Instancing has also been a blessing and curse. One one hand, spawn camping and racing SUCKS, but instancing lost a bit of that 'Massively' magic and cut groups of players off from the rest of the world.
For a long time Blizzard walked this balance with WoW and built a sub base that was unimaginable, but over time, the game began to take shortcuts and started shifting the direction of the game that had longer term effects on longevity (but continued having immediate big subscriber growth), impacting both the games economy, class balance, and itemization in ways that would be hard to repair but the effects of which would manifest slowly over time. Looking at WoW during Vanilla/BC and then again at Cata/Mists, you can clearly see the internal vision shift in many areas of the game. Blizzard redefined the MMO genre and re-wrote the rule book for what a successful and well built next-gen title should look like, but my opinion is that they began to lose their way a bit and what the game has evolved into has become challenging for the company to keep pace with even in the case of casual gamers. The content consumption churn is just too fast.

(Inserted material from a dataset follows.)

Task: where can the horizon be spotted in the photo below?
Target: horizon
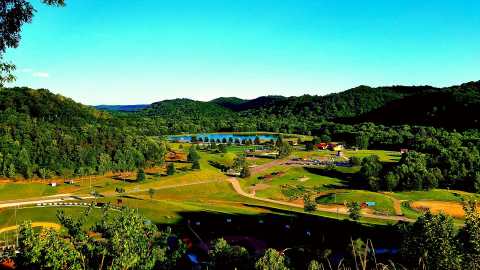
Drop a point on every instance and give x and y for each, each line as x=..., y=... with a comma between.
x=201, y=51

This shouldn't be taken as a sleight against WoW or the team that built and maintain it. WoW is a good game, and what Blizzard did was damn hard. That doesn't mean there are not lessons learned that we can reflect on and understand not only what made the game the success it is, but also understand some of the areas where things went a bit sideways and mis-steps were made.
Has the MMORPG genre peaked? Yes and No. Its evolved. There is still a lot of money being made from it, and it certainly isn't going away any time soon. That being said, the modern MMORPG player would not be a fan of the classic MMORPG. That type of game has died. The model that Everquest and UO were built on is dead, and in some ways, the model that WoW was built on is dying now.